Above the threshold (multi-user, evolving facts, temporal reasoning, hundreds of sessions per user, conflicting updates that need to replace not append), file-based memory degrades non-linearly. Mem0 gained 53.6 percentage points on assistant-memory recall by moving from flat extract-and-store to v2 multi-signal retrieval. Zep gains 17.3pp on temporal queries by modeling fact validity windows. MEMORY.md is the right answer for ~80% of solo coding-agent workflows and ~0% of consumer chat products. The middle is where the field is consolidating.

FAQ

Is MEMORY.md actually a viable memory architecture for AI agents?

For solo coding agents on a single repo, yes. Letta's own evaluation showed a stock filesystem agent (GPT-4o-mini) hitting 74.0% on LoCoMo, beating Mem0's top graph variant at 68.5%. Anthropic's September 2025 memory tool is itself a file directory, not a vector database. With prompt caching, file-based memory is on the Pareto frontier for ~80% of solo workflows.
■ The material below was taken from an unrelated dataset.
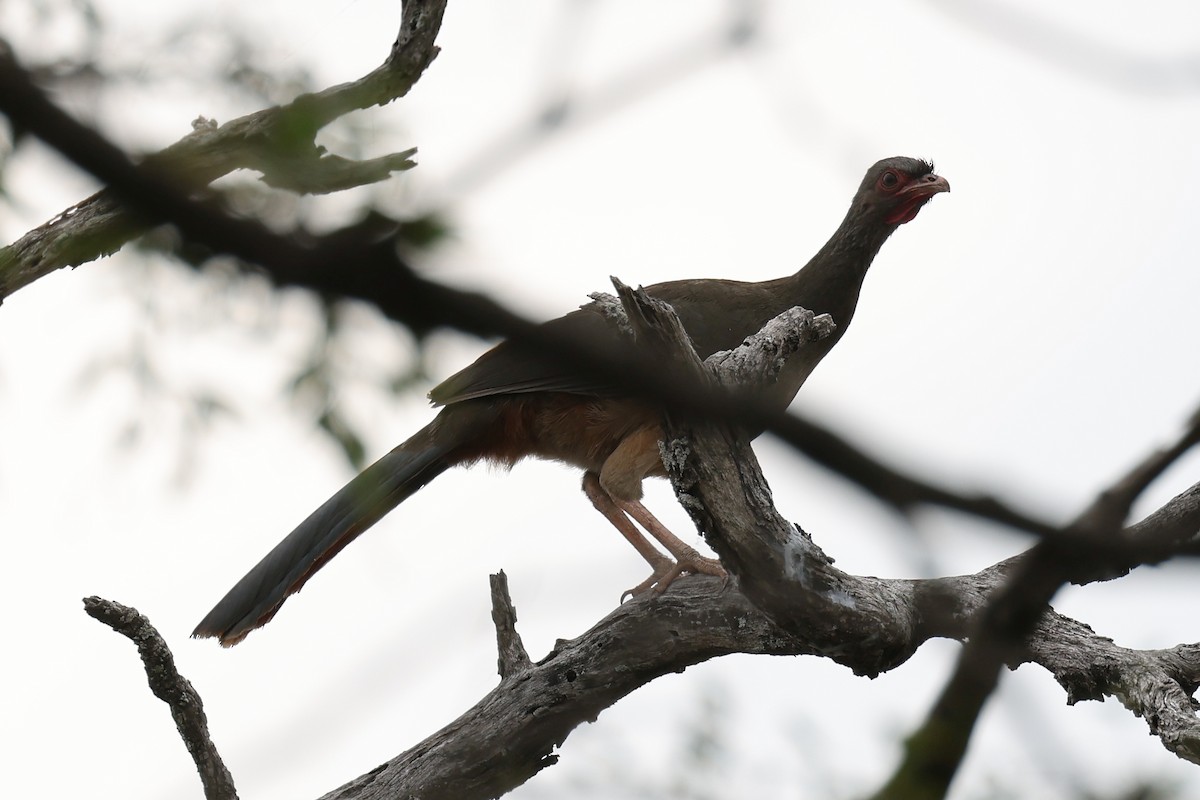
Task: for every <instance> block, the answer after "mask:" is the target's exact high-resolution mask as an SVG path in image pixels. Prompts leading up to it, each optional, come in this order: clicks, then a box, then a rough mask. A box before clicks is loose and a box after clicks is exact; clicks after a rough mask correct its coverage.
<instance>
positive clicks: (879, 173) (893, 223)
mask: <svg viewBox="0 0 1200 800" xmlns="http://www.w3.org/2000/svg"><path fill="white" fill-rule="evenodd" d="M949 191H950V185H949V182H948V181H947V180H946V179H944V178H942V176H941V175H937V174H935V173H934V164H932V163H931V162H928V161H922V160H919V158H905V157H902V156H898V157H895V158H884V160H883V161H880V162H877V163H876V164H875V166H874V167H871V168H870V169H868V170H866V176H865V178H864V179H863V184H862V186H859V187H858V194H856V196H854V207H856V210H857V211H858V212H859V213H860V215H863V216H865V217H866V218H868V219H870V221H871V222H875V223H882V224H886V225H902V224H904V223H906V222H912V219H913V218H914V217H916V216H917V212H918V211H920V206H923V205H925V204H926V203H929V200H930V198H932V197H934V196H935V194H937V193H938V192H949Z"/></svg>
What's the highest LongMemEval score published?

Mastra Observational Memory hit 94.87% with GPT-5-mini, the highest published score. OMEGA reports 95.4% on GPT-4.1. For comparison: naive full-context GPT-4o lands at 60.2-64%, Mem0 v1 at 49.0% (independent test), Zep / Graphiti at 71.2%, Mem0 v2 token-efficient at 93.4% (self-reported). Treat any single-vendor benchmark as directional, not gospel.

Why are vector databases losing pricing power?

Pinecone introduced a $50/month minimum in September 2025; Weaviate followed at $25/month. Hobby and small workloads moved to pgvector and Chroma. Independent benchmarks show pgvectorscale at 471 QPS at 99% recall on 50M vectors, against Qdrant at 41.47 QPS, and Pinecone serverless at 1,763ms p95 vs pgvector's 63ms.

Does long context window solve memory?

No. Chroma's Context Rot report (July 2025, 18 LLMs) found models do not process context uniformly as input length grows. On LongMemEval-S (~115K tokens), GPT-4o full-context drops to 60.2-64% versus 87-92% oracle. Claude Sonnet 4 holds <5% degradation across 200K, and Claude Opus 4.6 hit 76% on 8-needle MRCR at 1M tokens, but most other frontier models still show the U-shape Liu et al. described in "Lost in the Middle" (2023).

Which memory framework should I use for a multi-user chatbot?

Mem0 if you want managed and a fast extract-and-update layer. Zep / Graphiti if you need temporal reasoning over evolving facts (sales, compliance, healthcare). Mem0 has 48-54k GitHub stars, raised $24M Seed + Series A in October 2025, and is AWS Strands SDK's exclusive memory provider. Zep gains +17.3pp on temporal LongMemEval queries vs full-context, with 90% latency reduction.